Create BigQuery Tables from Google Cloud Storage (Using SQL)
Creating BigQuery tables directly from files stored in Google Cloud Storage (GCS) is a common data engineering workflow. This method avoids manual downloads and enables scalable analytics pipelines.

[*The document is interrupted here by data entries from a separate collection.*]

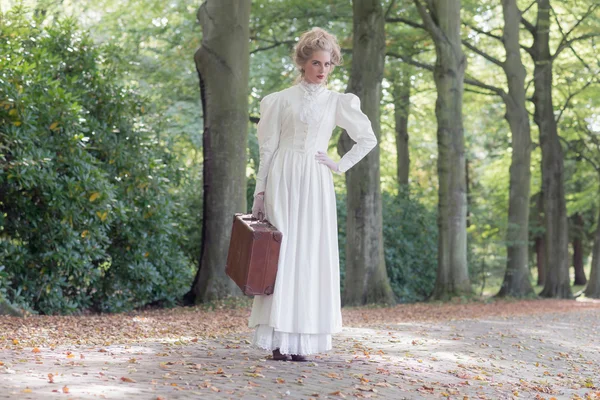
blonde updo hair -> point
(316, 39)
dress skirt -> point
(304, 309)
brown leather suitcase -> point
(253, 254)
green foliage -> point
(410, 245)
(86, 203)
(410, 241)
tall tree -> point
(366, 276)
(442, 20)
(557, 281)
(222, 63)
(401, 94)
(516, 279)
(577, 235)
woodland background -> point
(117, 189)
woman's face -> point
(318, 67)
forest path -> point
(548, 349)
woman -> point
(294, 191)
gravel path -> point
(542, 356)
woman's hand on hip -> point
(323, 158)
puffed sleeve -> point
(268, 131)
(350, 117)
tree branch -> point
(571, 95)
(471, 81)
(568, 43)
(528, 25)
(431, 26)
(389, 10)
(481, 31)
(275, 43)
(564, 43)
(407, 22)
(579, 153)
(483, 54)
(410, 61)
(476, 82)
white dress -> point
(304, 309)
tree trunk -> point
(222, 63)
(7, 309)
(593, 287)
(557, 282)
(442, 20)
(401, 112)
(366, 275)
(577, 242)
(516, 279)
(540, 251)
(539, 237)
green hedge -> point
(410, 237)
(86, 189)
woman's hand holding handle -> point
(258, 207)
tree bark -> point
(516, 279)
(577, 243)
(366, 276)
(540, 251)
(442, 20)
(539, 238)
(593, 288)
(401, 93)
(557, 282)
(222, 63)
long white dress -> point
(304, 309)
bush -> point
(410, 241)
(86, 205)
(410, 245)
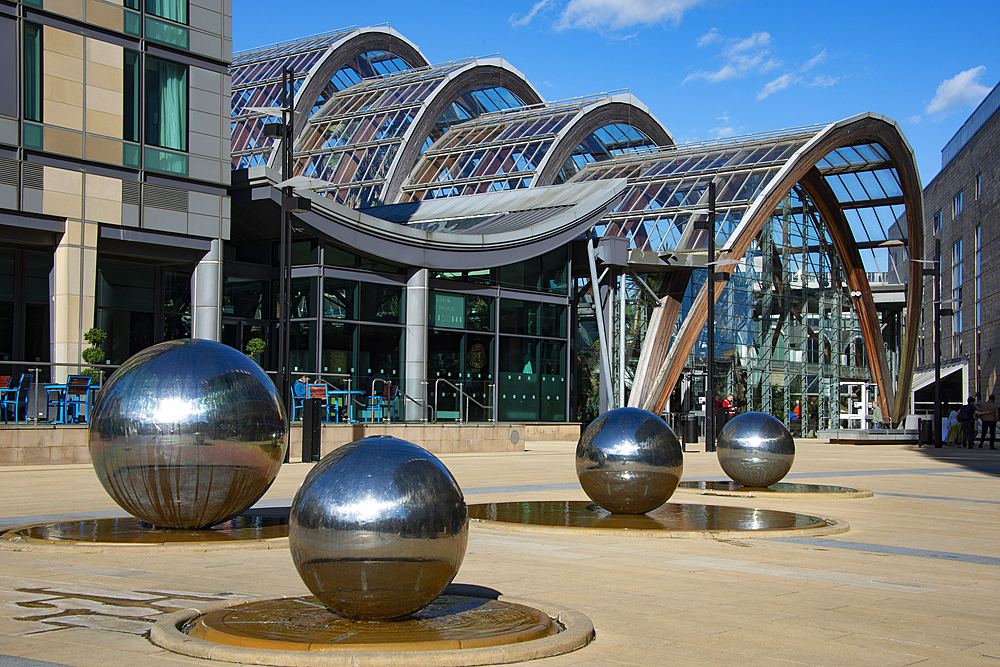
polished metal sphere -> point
(378, 529)
(187, 434)
(755, 449)
(629, 461)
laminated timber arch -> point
(363, 41)
(623, 109)
(801, 168)
(487, 73)
(335, 59)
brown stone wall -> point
(980, 157)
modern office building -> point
(482, 277)
(962, 217)
(455, 240)
(114, 155)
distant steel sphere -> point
(755, 449)
(187, 434)
(629, 461)
(378, 529)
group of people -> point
(725, 409)
(960, 426)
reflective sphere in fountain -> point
(378, 529)
(629, 461)
(755, 449)
(187, 434)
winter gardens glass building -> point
(460, 227)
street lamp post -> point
(285, 132)
(709, 225)
(939, 312)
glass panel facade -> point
(32, 73)
(131, 110)
(172, 10)
(166, 104)
(138, 306)
(24, 309)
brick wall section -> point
(981, 156)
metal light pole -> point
(709, 225)
(939, 312)
(710, 389)
(286, 133)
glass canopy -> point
(503, 151)
(669, 188)
(256, 82)
(353, 140)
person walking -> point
(968, 417)
(988, 413)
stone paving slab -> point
(915, 581)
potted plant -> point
(255, 347)
(93, 355)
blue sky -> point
(705, 68)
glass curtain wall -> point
(461, 354)
(140, 305)
(24, 309)
(166, 104)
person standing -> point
(968, 416)
(988, 412)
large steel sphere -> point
(755, 449)
(629, 461)
(187, 434)
(378, 529)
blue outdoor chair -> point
(16, 400)
(77, 398)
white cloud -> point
(526, 19)
(815, 60)
(751, 55)
(722, 132)
(782, 82)
(824, 81)
(961, 90)
(710, 37)
(617, 14)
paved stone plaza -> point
(915, 581)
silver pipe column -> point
(415, 372)
(206, 292)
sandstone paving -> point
(923, 600)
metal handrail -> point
(37, 366)
(460, 388)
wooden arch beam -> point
(861, 129)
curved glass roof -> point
(256, 82)
(669, 188)
(354, 139)
(502, 151)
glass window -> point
(32, 74)
(338, 299)
(479, 313)
(305, 252)
(956, 295)
(338, 348)
(303, 297)
(379, 355)
(126, 286)
(302, 347)
(166, 104)
(245, 298)
(172, 10)
(381, 303)
(130, 111)
(176, 304)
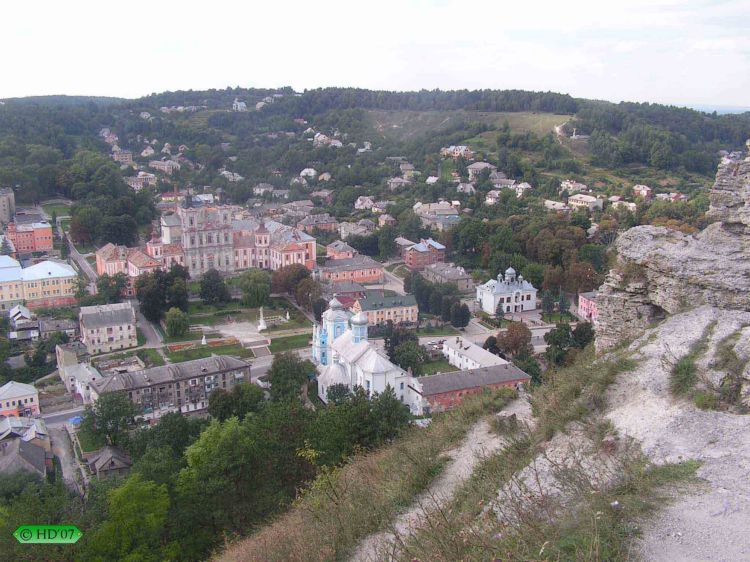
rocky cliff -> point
(660, 271)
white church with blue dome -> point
(512, 292)
(345, 356)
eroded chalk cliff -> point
(661, 271)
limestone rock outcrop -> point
(661, 271)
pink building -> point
(587, 306)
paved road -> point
(58, 419)
(63, 450)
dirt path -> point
(711, 523)
(480, 442)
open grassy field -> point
(279, 345)
(207, 351)
(406, 125)
(59, 208)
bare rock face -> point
(661, 271)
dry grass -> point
(344, 505)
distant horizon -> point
(722, 109)
(687, 53)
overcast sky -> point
(687, 52)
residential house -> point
(588, 202)
(31, 237)
(448, 273)
(556, 206)
(165, 166)
(407, 170)
(587, 309)
(18, 399)
(17, 455)
(364, 203)
(466, 355)
(386, 220)
(380, 309)
(457, 152)
(7, 205)
(632, 207)
(571, 187)
(109, 462)
(398, 183)
(325, 195)
(514, 294)
(179, 387)
(358, 269)
(108, 327)
(476, 169)
(323, 221)
(492, 197)
(444, 391)
(643, 191)
(138, 182)
(424, 253)
(262, 189)
(50, 326)
(340, 250)
(46, 284)
(403, 244)
(23, 325)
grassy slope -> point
(407, 125)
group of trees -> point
(438, 299)
(193, 482)
(159, 291)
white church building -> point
(515, 294)
(345, 356)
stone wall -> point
(661, 271)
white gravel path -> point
(480, 442)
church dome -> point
(359, 319)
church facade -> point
(345, 356)
(515, 294)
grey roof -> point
(52, 325)
(448, 271)
(17, 455)
(473, 378)
(105, 315)
(357, 262)
(110, 458)
(380, 302)
(170, 373)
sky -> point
(683, 52)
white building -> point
(583, 201)
(514, 293)
(467, 355)
(345, 356)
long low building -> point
(399, 309)
(359, 269)
(465, 354)
(447, 390)
(45, 284)
(178, 387)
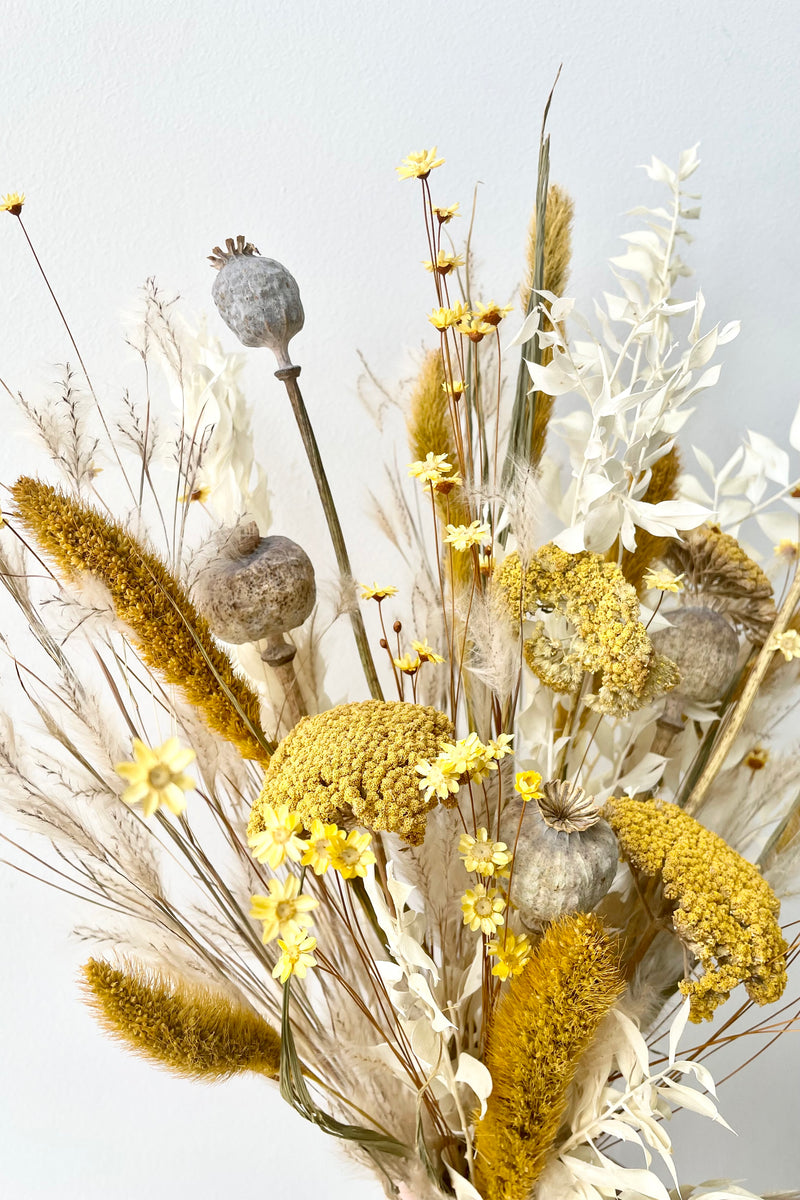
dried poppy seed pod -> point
(566, 855)
(257, 298)
(257, 588)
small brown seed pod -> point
(566, 855)
(257, 588)
(257, 298)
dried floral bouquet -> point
(464, 928)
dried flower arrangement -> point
(505, 891)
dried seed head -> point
(566, 807)
(257, 298)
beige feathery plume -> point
(170, 635)
(190, 1029)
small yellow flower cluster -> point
(609, 639)
(420, 165)
(465, 537)
(355, 765)
(725, 912)
(662, 581)
(156, 777)
(461, 761)
(788, 643)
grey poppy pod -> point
(705, 649)
(257, 588)
(566, 856)
(257, 298)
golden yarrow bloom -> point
(447, 318)
(512, 954)
(528, 784)
(295, 958)
(474, 328)
(352, 856)
(427, 654)
(492, 313)
(481, 855)
(280, 839)
(376, 593)
(482, 909)
(465, 537)
(445, 215)
(663, 581)
(444, 263)
(419, 166)
(323, 843)
(283, 911)
(156, 777)
(788, 643)
(12, 203)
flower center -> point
(160, 777)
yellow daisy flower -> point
(427, 654)
(376, 593)
(281, 839)
(323, 843)
(482, 909)
(663, 581)
(156, 777)
(352, 856)
(444, 263)
(283, 911)
(464, 537)
(511, 955)
(481, 855)
(445, 215)
(419, 166)
(12, 203)
(295, 958)
(528, 783)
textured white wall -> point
(143, 132)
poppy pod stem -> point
(288, 376)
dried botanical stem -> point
(289, 378)
(749, 694)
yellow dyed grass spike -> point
(541, 1027)
(170, 635)
(188, 1029)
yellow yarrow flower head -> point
(419, 166)
(465, 537)
(482, 909)
(156, 777)
(355, 765)
(427, 654)
(323, 843)
(445, 215)
(474, 328)
(295, 958)
(280, 838)
(431, 468)
(512, 953)
(283, 911)
(407, 665)
(352, 856)
(12, 203)
(663, 581)
(444, 263)
(788, 643)
(528, 784)
(447, 318)
(376, 593)
(438, 779)
(492, 313)
(481, 855)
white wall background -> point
(143, 133)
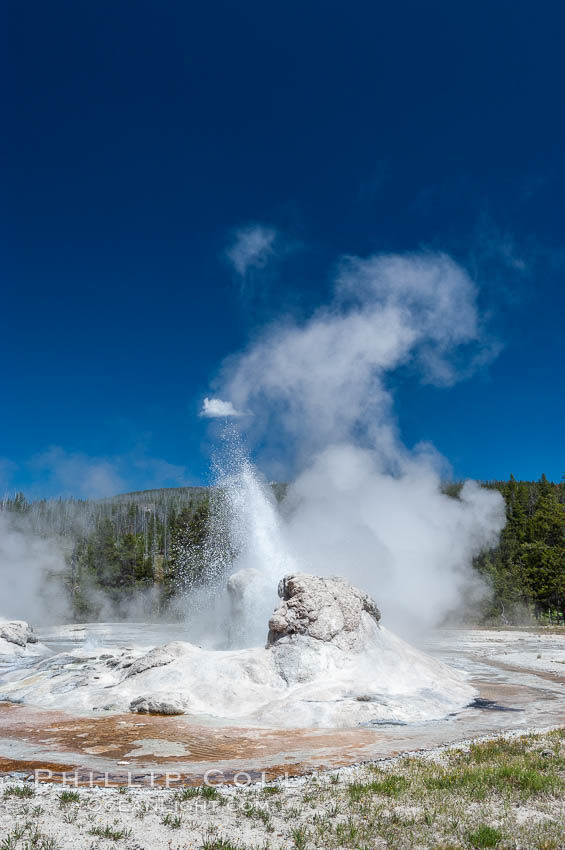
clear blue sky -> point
(136, 136)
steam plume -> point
(363, 505)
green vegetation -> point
(113, 833)
(21, 791)
(66, 797)
(527, 568)
(152, 545)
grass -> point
(503, 793)
(485, 836)
(172, 821)
(21, 791)
(205, 792)
(66, 797)
(110, 832)
(388, 786)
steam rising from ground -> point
(363, 505)
(28, 565)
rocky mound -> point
(17, 638)
(328, 662)
(326, 609)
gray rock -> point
(154, 658)
(320, 608)
(156, 705)
(17, 632)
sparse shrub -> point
(22, 791)
(485, 836)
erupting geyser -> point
(327, 662)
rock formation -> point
(328, 663)
(326, 609)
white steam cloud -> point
(213, 408)
(30, 568)
(252, 248)
(363, 505)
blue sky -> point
(141, 140)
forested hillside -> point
(155, 541)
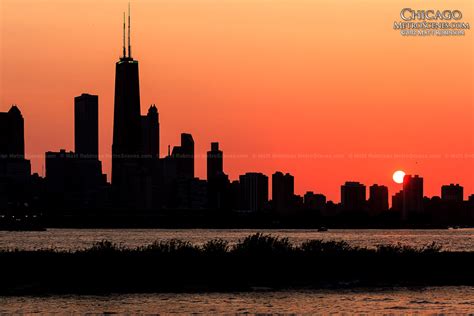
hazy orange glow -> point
(326, 87)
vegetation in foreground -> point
(257, 261)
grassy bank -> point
(256, 261)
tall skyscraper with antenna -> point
(126, 144)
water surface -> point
(438, 300)
(70, 239)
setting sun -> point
(398, 176)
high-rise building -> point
(353, 196)
(12, 138)
(397, 201)
(452, 192)
(86, 126)
(214, 162)
(283, 191)
(15, 170)
(314, 201)
(217, 181)
(183, 156)
(13, 164)
(378, 199)
(412, 196)
(127, 142)
(253, 191)
(150, 126)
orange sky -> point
(296, 79)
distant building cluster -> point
(144, 182)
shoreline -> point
(258, 261)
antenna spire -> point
(129, 45)
(124, 51)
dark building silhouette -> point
(150, 126)
(12, 138)
(314, 201)
(68, 174)
(397, 201)
(218, 181)
(215, 164)
(253, 191)
(353, 196)
(183, 157)
(412, 197)
(452, 192)
(126, 145)
(15, 170)
(74, 180)
(86, 125)
(378, 199)
(283, 191)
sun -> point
(398, 176)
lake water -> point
(431, 300)
(70, 239)
(437, 300)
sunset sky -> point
(325, 90)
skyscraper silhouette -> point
(86, 125)
(214, 162)
(452, 192)
(378, 199)
(184, 157)
(218, 181)
(127, 130)
(253, 191)
(283, 191)
(353, 196)
(12, 139)
(412, 196)
(150, 127)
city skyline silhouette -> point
(314, 170)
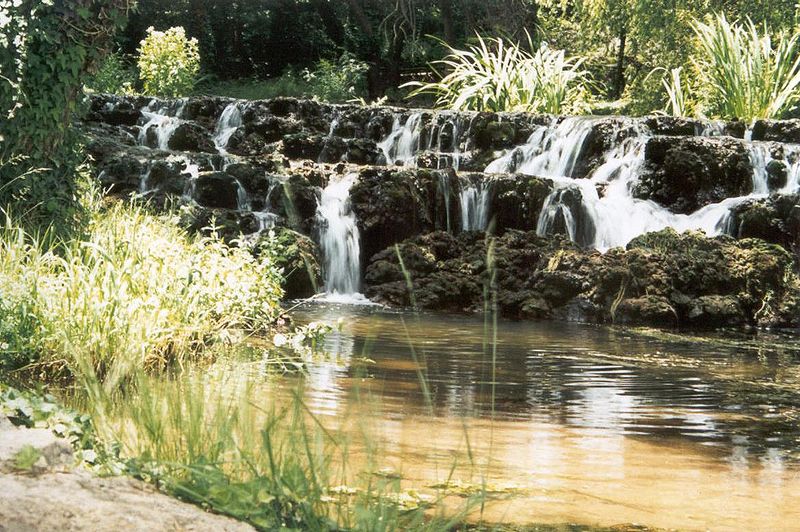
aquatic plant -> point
(500, 75)
(747, 74)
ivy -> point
(47, 48)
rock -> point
(517, 201)
(116, 110)
(777, 130)
(32, 451)
(52, 497)
(687, 173)
(775, 219)
(298, 256)
(390, 206)
(647, 310)
(189, 136)
(663, 279)
(715, 311)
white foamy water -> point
(339, 239)
(164, 119)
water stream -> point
(339, 241)
(598, 210)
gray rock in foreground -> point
(51, 496)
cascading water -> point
(229, 121)
(577, 209)
(551, 151)
(400, 147)
(339, 241)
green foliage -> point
(46, 51)
(747, 74)
(26, 458)
(679, 101)
(329, 81)
(137, 292)
(113, 77)
(498, 75)
(169, 62)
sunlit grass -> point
(747, 73)
(137, 292)
(500, 75)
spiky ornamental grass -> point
(499, 75)
(747, 75)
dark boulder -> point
(298, 256)
(216, 190)
(775, 219)
(687, 173)
(662, 279)
(777, 130)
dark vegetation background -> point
(623, 40)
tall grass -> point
(747, 75)
(499, 75)
(136, 292)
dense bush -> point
(329, 81)
(169, 62)
(113, 77)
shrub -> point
(113, 77)
(168, 63)
(745, 74)
(337, 81)
(498, 75)
(330, 81)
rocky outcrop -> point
(685, 174)
(774, 219)
(272, 171)
(40, 490)
(661, 279)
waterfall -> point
(339, 241)
(551, 151)
(475, 200)
(400, 147)
(229, 121)
(444, 186)
(577, 208)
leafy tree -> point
(46, 50)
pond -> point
(571, 423)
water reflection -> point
(607, 384)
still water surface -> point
(590, 425)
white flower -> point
(279, 340)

Below is a step-by-step guide using BigQuery SQL.
Prerequisites
Before creating the table:
- A Google Cloud Storage bucket with files
- Supported file formats: CSV, JSON, Parquet, ORC, Avro
- BigQuery dataset created
- Required permissions:
- BigQuery Data Editor
- Storage Object Viewer
🎯 Goal
Load a CSV file stored in:
gs://new-bucket-via-python-sdk/Sample Data.csv
into a BigQuery table:
ashishcoder.Coding_Dataset.gcstable
Step 1: Create BigQuery Table
SQL
CREATE OR REPLACE TABLE `ashishcoder.Coding_Dataset.gcstable` ( EmployeeID INT64, Name STRING, Age INT64, Salary INT64, Department STRING, Gender STRING );
Explanation
- EmployeeID (INT64) → Unique employee ID
- Name (STRING) → Employee name
- Age (INT64) → Age
- Salary (INT64) → Salary
- Department (STRING) → Department
- Gender (STRING) → Gender
- CREATE OR REPLACE overwrites the table if it already exists
Step 2: Load Data from GCS into BigQuery
The LOAD DATA statement loads data from one or more files into a table.
SQL
LOAD DATA OVERWRITE `ashishcoder.Coding_Dataset.gcstable` FROM FILES ( format = 'CSV', uris = ['gs://new-bucket-via-python-sdk/Sample Data.csv'], skip_leading_rows = 1 );
Parameter Breakdown
LOAD DATA OVERWRITE
- Loads data into the table
- Replaces existing data
a) format → Specifies the file type. Supported formats:
- CSV
- NEWLINE_DELIMITED_JSON
- PARQUET
- AVRO
- ORC
b) uris → Specifies the location of files.
Examples:
uris = ['gs://bucket/file.csv'] # Multiple files uris = ['gs://bucket/*.csv']
c) skip_leading_rows → Skips header rows in the file.